There are two major categories of assets, fixed assets and variable assets. Fixed assets are those assets that will increase in value, such as gold, currencies, bonds, stocks, and other securities. Variable assets on the other hand, are those that do not increase in value, but might, such as futures, options, warrants, and Covered Call Accounts.

A fixed asset may be a plant, building, and equipment that does not depreciate in value like the physical plant or building, but it does create a financial value to the owner because it is a physical asset. Some examples of fixed assets are accounts receivable, accounts payable, and loans. On the other hand, a variable asset may be an asset that might decrease in value, like inventory and fixed capital. Examples of variable assets are cash, marketable securities, accounts receivable, and loans.

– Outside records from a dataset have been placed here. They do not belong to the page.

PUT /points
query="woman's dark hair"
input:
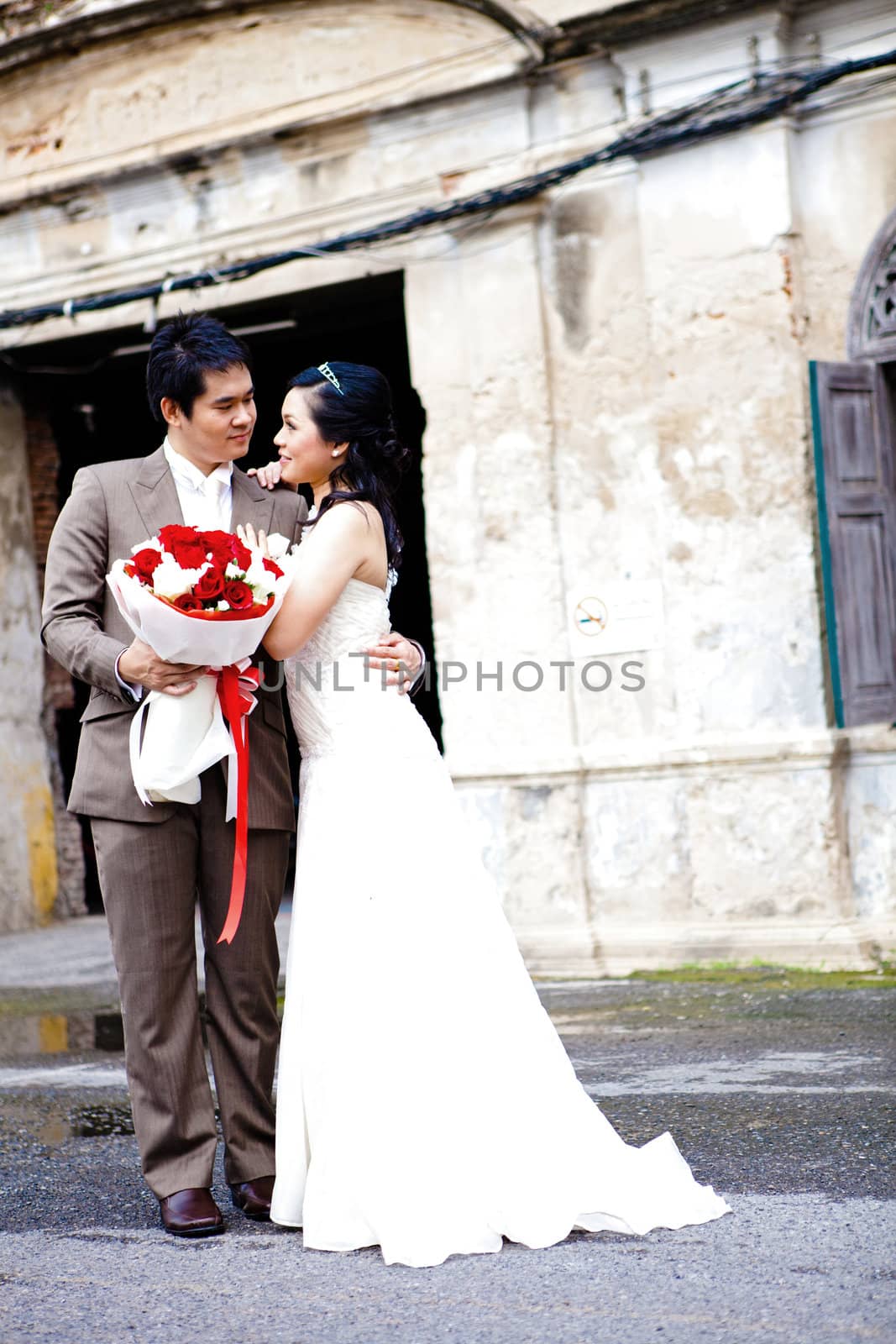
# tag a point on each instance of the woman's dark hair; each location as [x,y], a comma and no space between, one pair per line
[183,351]
[359,413]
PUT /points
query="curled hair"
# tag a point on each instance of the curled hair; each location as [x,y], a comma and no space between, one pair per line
[183,351]
[359,414]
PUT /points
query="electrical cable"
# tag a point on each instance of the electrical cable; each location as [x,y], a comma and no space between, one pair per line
[736,107]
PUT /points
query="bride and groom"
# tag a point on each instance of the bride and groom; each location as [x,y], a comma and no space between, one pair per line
[425,1102]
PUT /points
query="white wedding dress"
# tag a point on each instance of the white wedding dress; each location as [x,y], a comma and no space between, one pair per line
[425,1101]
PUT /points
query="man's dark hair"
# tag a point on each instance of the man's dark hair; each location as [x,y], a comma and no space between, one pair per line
[183,351]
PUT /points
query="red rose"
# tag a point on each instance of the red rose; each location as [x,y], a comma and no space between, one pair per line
[145,562]
[226,548]
[176,533]
[238,596]
[208,585]
[187,602]
[219,546]
[190,555]
[242,555]
[186,544]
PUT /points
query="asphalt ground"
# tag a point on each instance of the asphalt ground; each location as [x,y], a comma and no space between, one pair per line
[783,1099]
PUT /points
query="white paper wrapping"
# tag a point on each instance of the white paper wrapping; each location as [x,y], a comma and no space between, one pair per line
[183,736]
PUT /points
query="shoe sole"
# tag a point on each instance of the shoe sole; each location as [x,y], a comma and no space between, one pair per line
[195,1231]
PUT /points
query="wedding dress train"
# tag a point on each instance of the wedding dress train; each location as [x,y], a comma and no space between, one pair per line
[425,1101]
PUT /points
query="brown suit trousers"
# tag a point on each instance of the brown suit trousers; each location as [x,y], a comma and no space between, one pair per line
[157,864]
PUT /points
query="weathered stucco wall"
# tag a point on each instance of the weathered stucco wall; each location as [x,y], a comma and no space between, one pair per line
[27,837]
[616,389]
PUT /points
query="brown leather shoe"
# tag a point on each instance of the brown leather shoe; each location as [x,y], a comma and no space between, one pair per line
[191,1213]
[254,1196]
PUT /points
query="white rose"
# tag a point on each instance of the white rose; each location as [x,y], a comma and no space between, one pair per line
[258,577]
[277,546]
[170,581]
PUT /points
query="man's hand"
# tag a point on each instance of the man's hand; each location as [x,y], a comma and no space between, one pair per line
[269,476]
[139,663]
[398,656]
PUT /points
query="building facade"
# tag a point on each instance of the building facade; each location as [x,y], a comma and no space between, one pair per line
[638,575]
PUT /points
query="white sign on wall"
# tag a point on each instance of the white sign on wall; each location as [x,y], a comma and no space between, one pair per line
[620,616]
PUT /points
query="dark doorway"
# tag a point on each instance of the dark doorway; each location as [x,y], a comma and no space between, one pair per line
[92,393]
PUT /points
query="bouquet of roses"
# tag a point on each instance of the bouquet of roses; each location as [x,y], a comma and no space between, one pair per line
[204,598]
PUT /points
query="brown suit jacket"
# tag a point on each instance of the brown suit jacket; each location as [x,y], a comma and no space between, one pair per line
[113,507]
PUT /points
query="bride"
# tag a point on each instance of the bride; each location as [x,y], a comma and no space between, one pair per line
[425,1101]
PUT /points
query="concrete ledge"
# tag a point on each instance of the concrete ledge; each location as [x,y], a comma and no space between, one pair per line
[617,949]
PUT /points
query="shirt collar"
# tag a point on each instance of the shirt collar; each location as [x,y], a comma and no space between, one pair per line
[184,470]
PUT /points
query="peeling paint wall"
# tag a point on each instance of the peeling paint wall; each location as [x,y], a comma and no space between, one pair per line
[27,837]
[616,390]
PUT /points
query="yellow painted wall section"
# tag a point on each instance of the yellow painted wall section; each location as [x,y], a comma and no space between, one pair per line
[42,850]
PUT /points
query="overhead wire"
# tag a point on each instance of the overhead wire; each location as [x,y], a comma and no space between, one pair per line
[735,107]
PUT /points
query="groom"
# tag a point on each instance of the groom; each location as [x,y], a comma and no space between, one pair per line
[157,864]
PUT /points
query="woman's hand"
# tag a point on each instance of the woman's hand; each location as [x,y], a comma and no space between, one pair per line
[268,476]
[246,533]
[398,660]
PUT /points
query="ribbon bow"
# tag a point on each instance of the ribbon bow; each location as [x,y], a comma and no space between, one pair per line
[237,685]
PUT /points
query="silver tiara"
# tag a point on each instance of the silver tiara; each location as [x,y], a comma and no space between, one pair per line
[331,376]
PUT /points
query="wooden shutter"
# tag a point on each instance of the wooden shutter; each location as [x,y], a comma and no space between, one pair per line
[856,481]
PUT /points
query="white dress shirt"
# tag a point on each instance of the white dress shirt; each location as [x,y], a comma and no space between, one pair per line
[206,503]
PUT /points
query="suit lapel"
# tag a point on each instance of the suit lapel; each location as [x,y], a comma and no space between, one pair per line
[250,503]
[155,494]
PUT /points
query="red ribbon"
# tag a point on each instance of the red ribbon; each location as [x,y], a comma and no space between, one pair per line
[237,685]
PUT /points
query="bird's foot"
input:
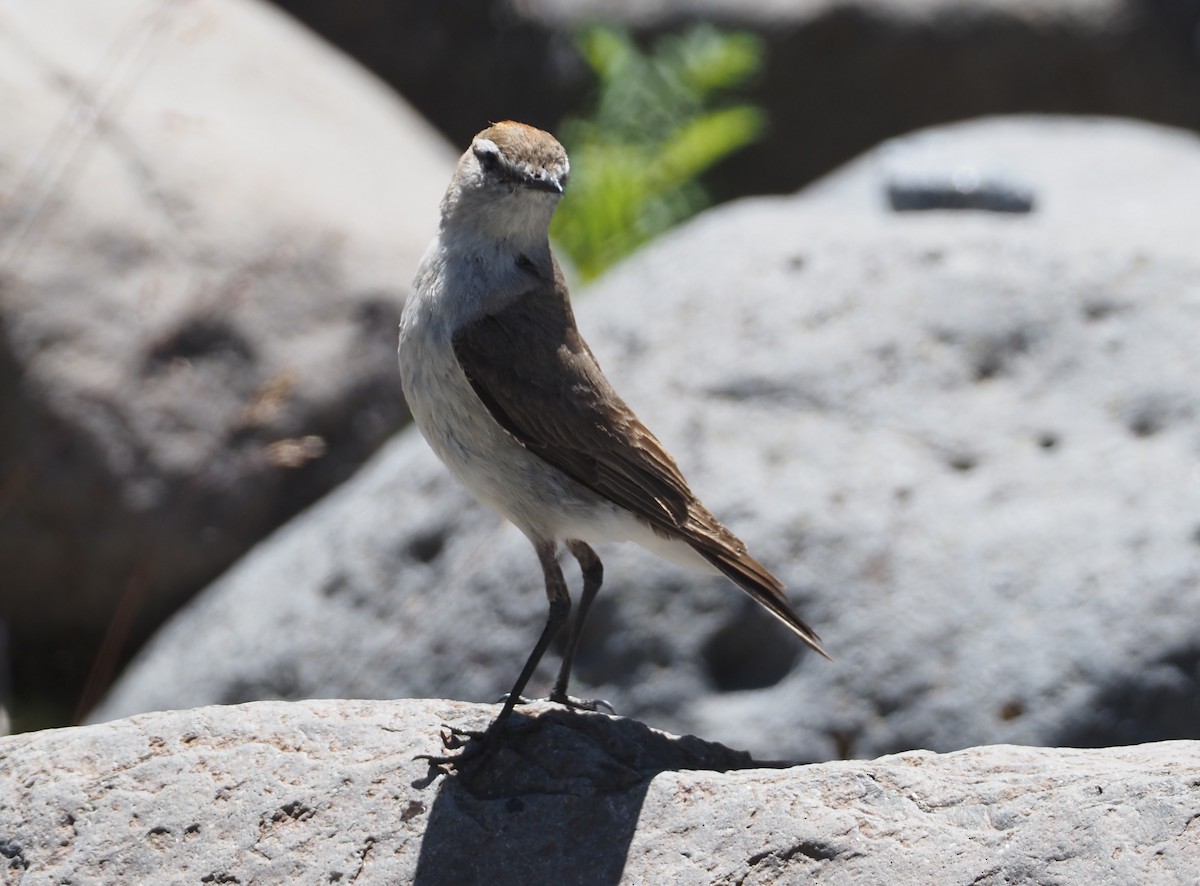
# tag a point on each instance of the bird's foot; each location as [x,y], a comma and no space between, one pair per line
[471,744]
[568,701]
[574,704]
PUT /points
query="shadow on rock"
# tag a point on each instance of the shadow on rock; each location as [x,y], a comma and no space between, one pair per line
[586,774]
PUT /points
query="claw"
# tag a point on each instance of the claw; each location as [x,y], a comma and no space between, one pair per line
[471,742]
[574,704]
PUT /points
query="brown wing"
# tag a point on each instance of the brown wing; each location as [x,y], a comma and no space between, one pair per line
[540,382]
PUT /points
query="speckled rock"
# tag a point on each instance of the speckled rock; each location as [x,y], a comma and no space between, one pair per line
[329,791]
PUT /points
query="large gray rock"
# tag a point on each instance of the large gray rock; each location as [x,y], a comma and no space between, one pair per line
[328,791]
[208,227]
[967,443]
[840,77]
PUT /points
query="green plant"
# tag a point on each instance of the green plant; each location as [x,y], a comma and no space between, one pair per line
[655,127]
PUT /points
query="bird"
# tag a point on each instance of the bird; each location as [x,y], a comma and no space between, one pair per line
[509,395]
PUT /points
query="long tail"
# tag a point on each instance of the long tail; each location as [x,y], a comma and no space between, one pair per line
[753,578]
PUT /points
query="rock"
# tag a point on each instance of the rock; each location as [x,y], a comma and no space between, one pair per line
[966,442]
[209,223]
[840,76]
[329,791]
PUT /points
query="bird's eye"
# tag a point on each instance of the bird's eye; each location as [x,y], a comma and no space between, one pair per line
[489,157]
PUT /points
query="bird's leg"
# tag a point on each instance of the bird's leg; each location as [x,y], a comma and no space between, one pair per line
[593,576]
[559,611]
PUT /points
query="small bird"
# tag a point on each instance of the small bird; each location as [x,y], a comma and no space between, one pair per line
[511,399]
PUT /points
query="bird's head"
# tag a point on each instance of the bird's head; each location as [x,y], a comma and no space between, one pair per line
[509,181]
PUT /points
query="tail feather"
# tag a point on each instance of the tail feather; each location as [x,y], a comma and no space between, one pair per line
[753,578]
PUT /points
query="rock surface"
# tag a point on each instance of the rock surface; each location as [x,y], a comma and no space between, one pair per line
[328,791]
[840,76]
[208,226]
[966,442]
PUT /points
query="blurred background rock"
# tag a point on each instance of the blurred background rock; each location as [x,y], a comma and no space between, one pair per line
[209,220]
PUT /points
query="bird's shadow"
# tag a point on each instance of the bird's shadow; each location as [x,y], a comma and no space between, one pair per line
[556,800]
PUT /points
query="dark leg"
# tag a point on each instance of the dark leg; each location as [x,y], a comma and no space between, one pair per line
[593,576]
[474,743]
[559,611]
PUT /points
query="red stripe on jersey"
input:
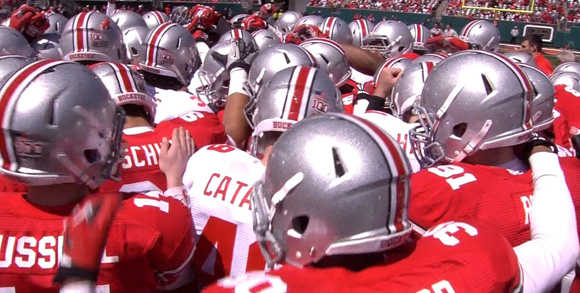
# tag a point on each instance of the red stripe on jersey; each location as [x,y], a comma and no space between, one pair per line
[125,76]
[8,94]
[153,43]
[299,89]
[78,31]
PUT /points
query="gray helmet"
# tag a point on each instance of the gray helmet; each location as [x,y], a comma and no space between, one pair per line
[420,33]
[126,86]
[473,100]
[337,30]
[13,43]
[360,28]
[543,103]
[265,38]
[568,67]
[567,78]
[286,21]
[329,57]
[57,23]
[170,50]
[180,15]
[134,38]
[155,18]
[11,63]
[315,20]
[482,33]
[274,59]
[213,75]
[408,89]
[128,19]
[59,131]
[391,38]
[319,179]
[293,94]
[48,47]
[92,36]
[521,57]
[430,57]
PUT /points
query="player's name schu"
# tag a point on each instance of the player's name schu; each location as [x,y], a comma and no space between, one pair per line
[141,156]
[229,190]
[35,252]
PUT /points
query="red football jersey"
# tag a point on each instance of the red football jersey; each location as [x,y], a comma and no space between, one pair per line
[453,257]
[205,128]
[491,194]
[149,247]
[567,120]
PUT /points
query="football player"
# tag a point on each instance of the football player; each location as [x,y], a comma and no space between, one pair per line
[72,143]
[221,190]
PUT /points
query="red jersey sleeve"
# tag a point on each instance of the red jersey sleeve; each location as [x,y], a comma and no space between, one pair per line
[171,251]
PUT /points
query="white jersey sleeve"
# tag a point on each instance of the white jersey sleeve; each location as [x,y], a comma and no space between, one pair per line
[398,129]
[174,104]
[219,180]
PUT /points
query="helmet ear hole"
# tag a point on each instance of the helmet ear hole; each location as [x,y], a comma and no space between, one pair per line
[300,224]
[459,129]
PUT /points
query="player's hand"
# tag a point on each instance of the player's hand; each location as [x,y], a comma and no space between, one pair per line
[174,156]
[385,80]
[85,236]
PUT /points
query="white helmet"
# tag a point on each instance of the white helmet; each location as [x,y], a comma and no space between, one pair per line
[391,38]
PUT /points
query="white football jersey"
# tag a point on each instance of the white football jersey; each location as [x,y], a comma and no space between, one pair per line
[398,129]
[219,180]
[174,104]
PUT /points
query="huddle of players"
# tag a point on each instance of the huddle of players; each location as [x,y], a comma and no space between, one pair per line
[289,145]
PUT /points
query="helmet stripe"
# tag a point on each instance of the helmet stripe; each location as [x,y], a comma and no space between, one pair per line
[124,78]
[9,94]
[398,167]
[294,108]
[153,43]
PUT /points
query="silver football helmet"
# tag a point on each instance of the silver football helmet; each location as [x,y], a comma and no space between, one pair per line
[93,37]
[543,103]
[481,33]
[274,59]
[214,76]
[315,20]
[337,30]
[521,57]
[57,23]
[126,86]
[13,42]
[330,58]
[134,38]
[420,33]
[391,38]
[409,87]
[170,50]
[473,100]
[360,28]
[128,19]
[265,38]
[430,57]
[11,63]
[180,15]
[155,18]
[568,67]
[286,21]
[567,78]
[57,131]
[48,47]
[324,182]
[293,94]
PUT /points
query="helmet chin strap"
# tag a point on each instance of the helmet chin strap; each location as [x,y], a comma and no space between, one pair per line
[474,143]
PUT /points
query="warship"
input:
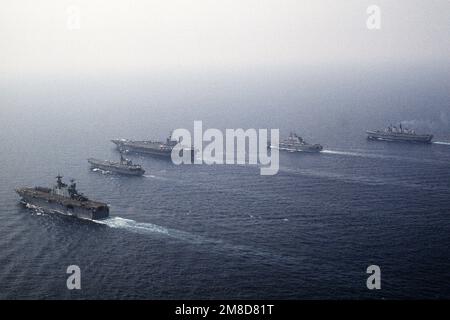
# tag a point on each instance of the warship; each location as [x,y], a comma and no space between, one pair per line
[63,199]
[150,147]
[124,166]
[401,134]
[295,143]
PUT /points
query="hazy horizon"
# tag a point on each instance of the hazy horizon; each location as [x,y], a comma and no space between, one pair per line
[155,36]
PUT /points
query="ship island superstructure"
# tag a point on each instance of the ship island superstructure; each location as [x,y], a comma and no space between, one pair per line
[63,199]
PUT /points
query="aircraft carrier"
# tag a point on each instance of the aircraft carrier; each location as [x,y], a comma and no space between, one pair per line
[151,147]
[63,199]
[124,166]
[295,143]
[400,134]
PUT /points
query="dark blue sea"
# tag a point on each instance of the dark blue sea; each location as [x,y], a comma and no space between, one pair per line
[225,231]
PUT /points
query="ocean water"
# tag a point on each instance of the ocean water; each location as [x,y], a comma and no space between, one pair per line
[226,232]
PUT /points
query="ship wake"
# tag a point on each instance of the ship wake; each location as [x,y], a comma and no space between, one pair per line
[442,143]
[220,245]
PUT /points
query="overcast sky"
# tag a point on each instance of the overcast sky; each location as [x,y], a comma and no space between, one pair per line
[149,34]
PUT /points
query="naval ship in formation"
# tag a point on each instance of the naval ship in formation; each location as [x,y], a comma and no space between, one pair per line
[295,143]
[151,147]
[401,134]
[63,199]
[124,166]
[67,200]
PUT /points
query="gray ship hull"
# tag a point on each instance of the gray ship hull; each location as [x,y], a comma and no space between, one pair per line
[88,210]
[147,148]
[300,148]
[399,137]
[115,167]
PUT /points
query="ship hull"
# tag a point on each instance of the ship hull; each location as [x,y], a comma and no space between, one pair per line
[149,150]
[95,164]
[305,148]
[382,136]
[54,205]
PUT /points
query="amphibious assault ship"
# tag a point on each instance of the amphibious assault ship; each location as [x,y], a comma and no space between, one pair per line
[124,166]
[393,133]
[150,147]
[294,143]
[63,199]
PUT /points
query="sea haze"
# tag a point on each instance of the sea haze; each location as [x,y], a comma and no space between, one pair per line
[199,231]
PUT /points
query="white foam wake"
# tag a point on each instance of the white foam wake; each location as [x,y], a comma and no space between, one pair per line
[118,222]
[225,247]
[347,153]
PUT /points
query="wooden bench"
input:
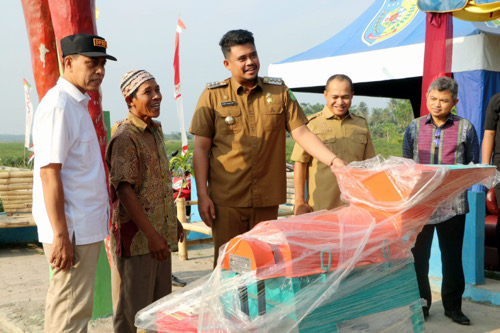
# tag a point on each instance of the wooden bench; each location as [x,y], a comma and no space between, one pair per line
[16,190]
[199,226]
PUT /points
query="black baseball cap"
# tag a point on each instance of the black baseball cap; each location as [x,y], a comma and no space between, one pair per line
[85,44]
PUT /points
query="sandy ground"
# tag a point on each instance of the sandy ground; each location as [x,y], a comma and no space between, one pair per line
[24,279]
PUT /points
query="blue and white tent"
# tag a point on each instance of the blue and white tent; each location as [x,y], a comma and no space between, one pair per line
[383,53]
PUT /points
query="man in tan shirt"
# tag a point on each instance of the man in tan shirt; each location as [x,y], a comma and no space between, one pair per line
[342,132]
[240,129]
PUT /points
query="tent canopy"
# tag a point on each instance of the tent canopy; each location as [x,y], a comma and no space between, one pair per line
[383,53]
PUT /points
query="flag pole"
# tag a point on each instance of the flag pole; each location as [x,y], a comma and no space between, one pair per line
[177,85]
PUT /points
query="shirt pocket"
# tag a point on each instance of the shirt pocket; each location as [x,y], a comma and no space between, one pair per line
[359,138]
[330,143]
[228,119]
[87,143]
[273,117]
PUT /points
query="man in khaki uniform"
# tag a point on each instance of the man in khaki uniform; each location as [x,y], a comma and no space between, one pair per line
[342,132]
[240,129]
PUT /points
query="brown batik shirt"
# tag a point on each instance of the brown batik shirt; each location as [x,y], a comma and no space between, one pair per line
[136,155]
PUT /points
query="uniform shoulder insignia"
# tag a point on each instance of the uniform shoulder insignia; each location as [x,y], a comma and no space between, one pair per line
[216,84]
[273,80]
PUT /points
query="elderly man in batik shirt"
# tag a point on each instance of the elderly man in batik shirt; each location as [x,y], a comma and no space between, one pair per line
[144,217]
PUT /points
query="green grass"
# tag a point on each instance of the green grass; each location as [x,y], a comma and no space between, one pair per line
[12,154]
[387,149]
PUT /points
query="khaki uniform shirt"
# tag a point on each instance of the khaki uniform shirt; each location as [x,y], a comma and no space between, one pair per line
[349,139]
[248,132]
[136,155]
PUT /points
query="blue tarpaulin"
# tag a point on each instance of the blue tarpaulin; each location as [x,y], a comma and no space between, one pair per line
[383,52]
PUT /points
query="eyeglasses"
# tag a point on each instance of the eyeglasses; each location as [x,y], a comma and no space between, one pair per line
[437,136]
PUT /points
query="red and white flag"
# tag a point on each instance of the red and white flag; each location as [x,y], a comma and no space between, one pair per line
[29,113]
[177,84]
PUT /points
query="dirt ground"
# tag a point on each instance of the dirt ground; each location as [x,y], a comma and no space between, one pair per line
[24,279]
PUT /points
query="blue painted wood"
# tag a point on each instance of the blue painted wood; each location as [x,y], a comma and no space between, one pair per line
[195,216]
[473,248]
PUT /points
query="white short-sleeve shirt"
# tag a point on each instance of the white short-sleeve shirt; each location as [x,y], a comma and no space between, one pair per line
[63,133]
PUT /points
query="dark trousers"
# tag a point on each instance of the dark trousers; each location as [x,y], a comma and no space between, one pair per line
[497,241]
[450,235]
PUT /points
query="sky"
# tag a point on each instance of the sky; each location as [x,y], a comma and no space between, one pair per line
[141,34]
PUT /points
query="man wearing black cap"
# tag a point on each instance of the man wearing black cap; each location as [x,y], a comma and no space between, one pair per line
[70,200]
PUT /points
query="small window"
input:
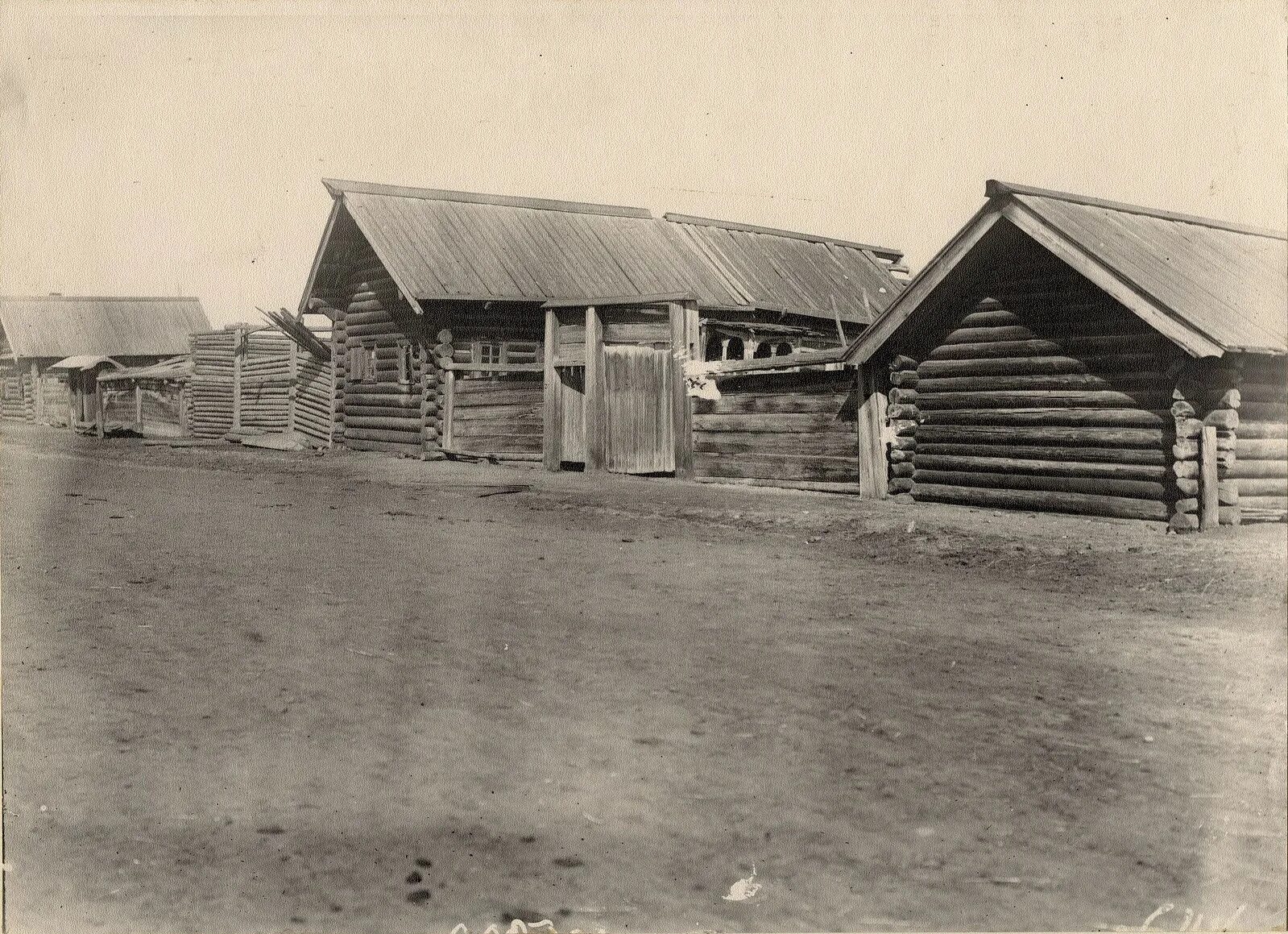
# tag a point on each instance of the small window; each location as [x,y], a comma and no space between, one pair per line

In order to understand what is an asset, it is important to know what is a liability for financial reporting purposes. In most cases, when people speak of liabilities they are referring to financial burdens that an entity has created against itself. For example, if an entity takes a personal loan and uses the funds for nonbusiness related expenses, it is a liability. Likewise, if an entity takes a property tax deduction and then forgets to pay it, the property has become a liability. Liabilities create risks for creditors, who must compensate themselves by selling their accounts receivable, and banks, who must compensate their depositors for the losses on their deposit balances.

The two types of liabilities, however, go beyond the simple distinction between liabilities and assets. While liabilities create risks for a company or organization, assets create opportunities. In order to understand what is an asset, it is important to understand what is a liability for accounting purposes. For example, stock, whether directly held in the hands of the shareholders, or owned by the bank itself, represents a liability.

Another question to ask yourself as you begin to understand what is an asset and what is a liability is how long an asset last. Assets last only until the company decides to sell, give the asset to another business, or use it as a liability. Long-term liabilities, such as accounts receivable or inventory, are considered long-term assets. Likewise, assets such as plant, equipment, property, and property leased from tenants are considered assets. As with liabilities, these assets must be considered over time. A property, for example, may need to be financed over several years in order to generate the revenues that will allow you to pay off the loan.

You should also ask what is an asset for accounting purposes if you are unsure whether a particular asset, such as goodwill, is actually worth buying or holding because the market value is higher than the balance. For instance, suppose that the market value of your property is one thousand dollars, but the balance owing on your mortgage is seven thousand dollars. You could deduct the seven thousand dollars in interest you owe on your mortgage, allowing you to owe less money to your lender. However, if you were to sell your property and not use the funds to repay your loan, you would lose your asset, your liability would remain unchanged, and your liability would grow due to inflation. Therefore, although you might sell your asset for more money than it would be worth today, your mortgage debt would increase, as would your taxable income, your estate tax liability, and so on.

Accounts receivable and inventory are two of the most important categories of assets for accountants to track. The balances of accounts receivable and inventory represent both the payments that the customer receives for products sold and the net amount of refunds that the company receives for goods that are returned. Many businesses also track inventories by creating a “receivables” section on their financial statements. All of these categories are essential components of sound accounting practices, but what is “accountable” really depends upon the account and the type of reporting done.